Are ID advocates guilty of selective hyperskepticism?
Professor Larry Moran evidently thinks we are. In a recent post, he writes:
Let’s take the formation of bacterial flagella as a good illustration of how they use selective hyperskepticism. They begin with the unshakeable assumption that gods exist, that that they must have created life. They then find an example of something complex where the exact evolutionary pathway hasn’t been worked out and declare that the gods made it. They refuse to answer any questions about how, when, where, and why and they refuse to present any evidence that gods did it.
When evolutionary biologists present some evidence that bacterial flagella could have arisen by evolution the creationists turn into selective hyperskepticists by demanding a detailed blow-by-blow account of the historical process complete with reams of scientific evidence. Of course, they would never think of applying these same criteria to their own worldview.
A few quick points in response:
1. Although many Intelligent Design advocates (including myself) believe in God, Intelligent Design does not specify the identity of the Designer (or designers). From a purely scientific standpoint, there is currently no way to answer this question.
2. Intelligent Design does not “begin with the unshakeable assumption that gods exist,” as Professor Moran alleges. We don’t even begin with the assumption that a Designer exists; rather, it is something we attempt to argue for, on the basis of probabilities. Professor Moran should know us better than that.

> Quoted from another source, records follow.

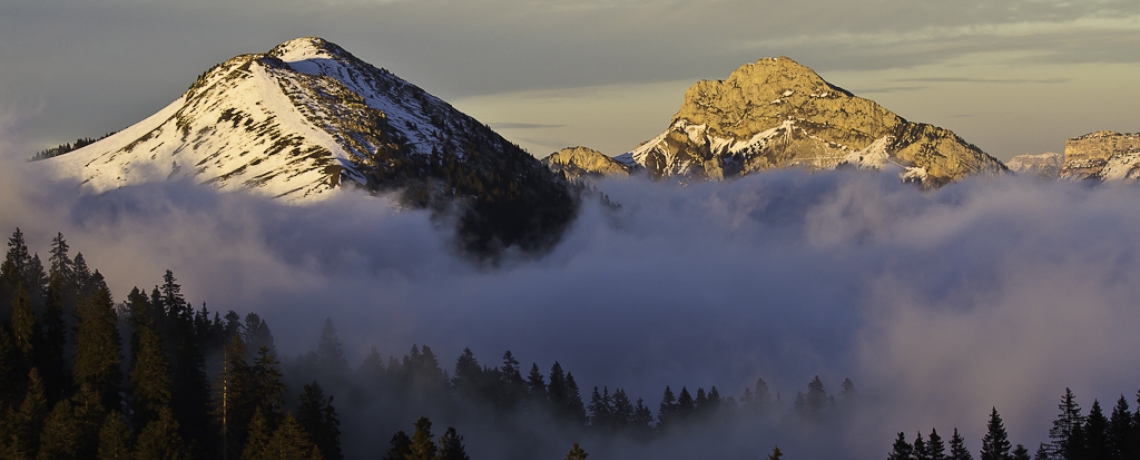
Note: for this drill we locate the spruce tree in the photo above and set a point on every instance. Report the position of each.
(577, 453)
(160, 438)
(114, 438)
(816, 397)
(575, 407)
(1120, 429)
(60, 434)
(1066, 433)
(667, 409)
(1020, 453)
(259, 434)
(290, 442)
(536, 389)
(318, 418)
(920, 449)
(56, 378)
(400, 446)
(450, 446)
(1096, 434)
(422, 446)
(958, 450)
(935, 446)
(97, 350)
(149, 374)
(513, 387)
(995, 443)
(901, 450)
(332, 353)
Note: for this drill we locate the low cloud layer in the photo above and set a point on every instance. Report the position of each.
(937, 304)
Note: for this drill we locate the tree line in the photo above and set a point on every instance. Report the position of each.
(1073, 436)
(152, 376)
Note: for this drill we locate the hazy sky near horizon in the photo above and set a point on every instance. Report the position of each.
(1011, 76)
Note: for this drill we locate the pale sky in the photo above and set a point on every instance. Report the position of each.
(1011, 76)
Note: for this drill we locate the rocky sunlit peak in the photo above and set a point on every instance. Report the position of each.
(1102, 155)
(776, 113)
(578, 162)
(307, 48)
(1047, 165)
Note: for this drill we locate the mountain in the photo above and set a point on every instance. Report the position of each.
(1047, 165)
(579, 162)
(1104, 156)
(776, 113)
(307, 118)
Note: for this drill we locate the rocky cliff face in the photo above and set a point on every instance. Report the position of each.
(579, 162)
(1047, 165)
(1102, 155)
(776, 113)
(307, 118)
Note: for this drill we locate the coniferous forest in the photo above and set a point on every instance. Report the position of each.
(151, 376)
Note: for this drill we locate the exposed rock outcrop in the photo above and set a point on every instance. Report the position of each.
(579, 162)
(1047, 165)
(776, 113)
(1102, 155)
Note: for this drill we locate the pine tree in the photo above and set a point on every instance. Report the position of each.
(958, 450)
(667, 410)
(623, 411)
(160, 438)
(332, 353)
(600, 409)
(59, 262)
(318, 418)
(901, 450)
(1066, 433)
(450, 446)
(816, 396)
(24, 426)
(577, 453)
(1096, 434)
(995, 443)
(149, 376)
(536, 389)
(422, 446)
(575, 409)
(234, 399)
(267, 384)
(89, 415)
(114, 438)
(935, 446)
(25, 327)
(920, 449)
(1020, 453)
(467, 378)
(401, 446)
(685, 404)
(259, 433)
(56, 379)
(1120, 429)
(97, 350)
(290, 442)
(513, 388)
(60, 434)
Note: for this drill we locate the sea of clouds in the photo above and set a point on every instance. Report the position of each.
(938, 304)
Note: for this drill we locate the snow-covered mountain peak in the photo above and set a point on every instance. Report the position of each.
(776, 113)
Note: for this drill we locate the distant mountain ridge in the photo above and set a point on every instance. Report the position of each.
(776, 113)
(307, 118)
(1104, 156)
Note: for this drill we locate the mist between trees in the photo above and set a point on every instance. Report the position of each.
(155, 377)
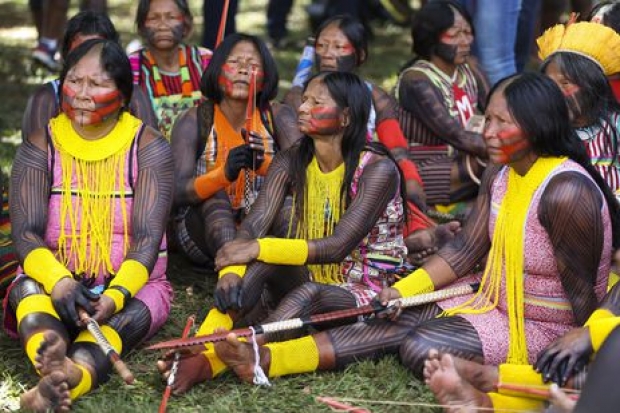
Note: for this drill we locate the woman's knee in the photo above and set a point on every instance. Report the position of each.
(414, 350)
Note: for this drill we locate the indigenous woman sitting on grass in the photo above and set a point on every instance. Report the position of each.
(90, 195)
(219, 164)
(580, 68)
(167, 69)
(544, 218)
(44, 104)
(458, 381)
(342, 45)
(344, 232)
(441, 93)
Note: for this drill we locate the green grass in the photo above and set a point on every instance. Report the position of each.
(382, 380)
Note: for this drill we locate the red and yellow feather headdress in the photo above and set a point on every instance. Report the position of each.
(599, 43)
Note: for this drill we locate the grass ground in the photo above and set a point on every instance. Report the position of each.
(382, 380)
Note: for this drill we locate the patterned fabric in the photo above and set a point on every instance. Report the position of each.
(464, 86)
(157, 293)
(547, 309)
(598, 144)
(171, 93)
(366, 270)
(219, 140)
(8, 259)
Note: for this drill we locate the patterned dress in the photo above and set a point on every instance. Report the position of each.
(157, 293)
(365, 270)
(547, 309)
(171, 93)
(430, 151)
(600, 149)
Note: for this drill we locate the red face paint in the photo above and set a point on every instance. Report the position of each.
(512, 144)
(99, 109)
(323, 121)
(226, 79)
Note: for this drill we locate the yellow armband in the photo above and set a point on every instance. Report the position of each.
(283, 251)
(130, 277)
(600, 330)
(41, 265)
(599, 314)
(235, 269)
(418, 282)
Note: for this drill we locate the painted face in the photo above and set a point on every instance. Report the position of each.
(165, 25)
(89, 95)
(79, 38)
(571, 91)
(506, 142)
(319, 115)
(455, 43)
(234, 79)
(334, 51)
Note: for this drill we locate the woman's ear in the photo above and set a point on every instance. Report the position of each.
(361, 58)
(188, 28)
(345, 117)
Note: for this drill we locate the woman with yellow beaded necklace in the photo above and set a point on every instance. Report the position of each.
(344, 233)
(90, 197)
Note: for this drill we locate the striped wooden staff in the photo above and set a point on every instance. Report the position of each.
(295, 323)
(222, 28)
(105, 346)
(175, 366)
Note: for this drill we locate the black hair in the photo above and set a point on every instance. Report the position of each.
(538, 106)
(87, 23)
(596, 95)
(431, 21)
(145, 5)
(354, 31)
(114, 62)
(348, 91)
(209, 84)
(611, 17)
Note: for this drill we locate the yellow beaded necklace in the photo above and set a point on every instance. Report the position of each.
(93, 177)
(506, 256)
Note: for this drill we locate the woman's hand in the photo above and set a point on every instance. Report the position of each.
(255, 142)
(227, 294)
(67, 295)
(104, 309)
(382, 300)
(565, 356)
(237, 252)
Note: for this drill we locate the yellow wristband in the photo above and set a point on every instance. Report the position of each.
(283, 251)
(117, 297)
(418, 282)
(132, 276)
(600, 330)
(599, 314)
(235, 269)
(41, 265)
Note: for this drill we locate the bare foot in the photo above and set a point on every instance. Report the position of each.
(452, 391)
(239, 356)
(191, 370)
(52, 356)
(482, 377)
(424, 243)
(52, 392)
(560, 402)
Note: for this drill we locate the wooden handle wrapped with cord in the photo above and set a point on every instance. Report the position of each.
(105, 346)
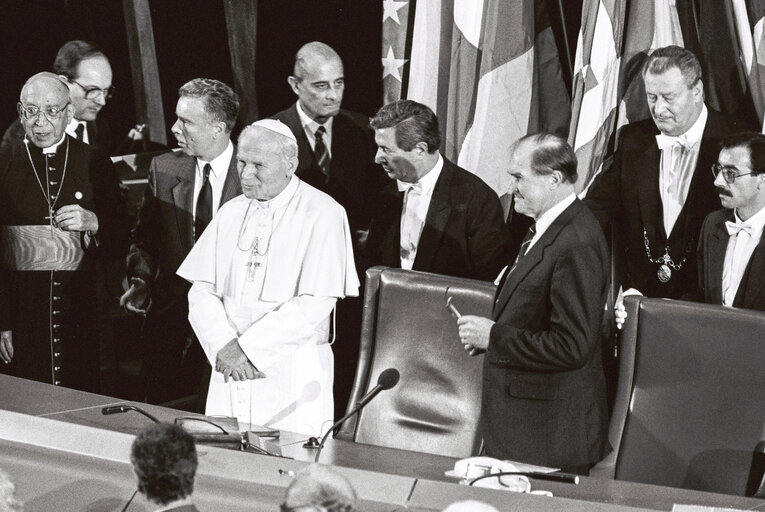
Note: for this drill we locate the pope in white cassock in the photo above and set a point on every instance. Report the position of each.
(265, 277)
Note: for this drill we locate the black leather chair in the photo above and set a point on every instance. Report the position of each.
(691, 399)
(436, 405)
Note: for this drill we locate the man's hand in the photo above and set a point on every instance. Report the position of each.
(135, 299)
(474, 332)
(232, 362)
(6, 346)
(74, 217)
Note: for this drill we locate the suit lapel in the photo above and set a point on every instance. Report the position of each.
(534, 257)
(183, 198)
(435, 219)
(718, 244)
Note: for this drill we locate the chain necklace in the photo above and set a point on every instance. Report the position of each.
(666, 265)
(46, 189)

3. Intelligent Design advocates do not demand a “detailed blow-by-blow account of the historical process” by which bacterial flagella originated. All we ask for is a semi-plausible calculation showing that the probability of bacterial flagella originating in our cosmos by known natural processes probably exceeds 10^(-150). Heck, I’d be happy with a calculation showing that for just one of the proteins in the bacterial flagellum. I can understand why Professor Moran might balk at calculating the odds of life originating by natural processes, but one protein? We’re talking about a single molecule here. Why be so coy, Professor?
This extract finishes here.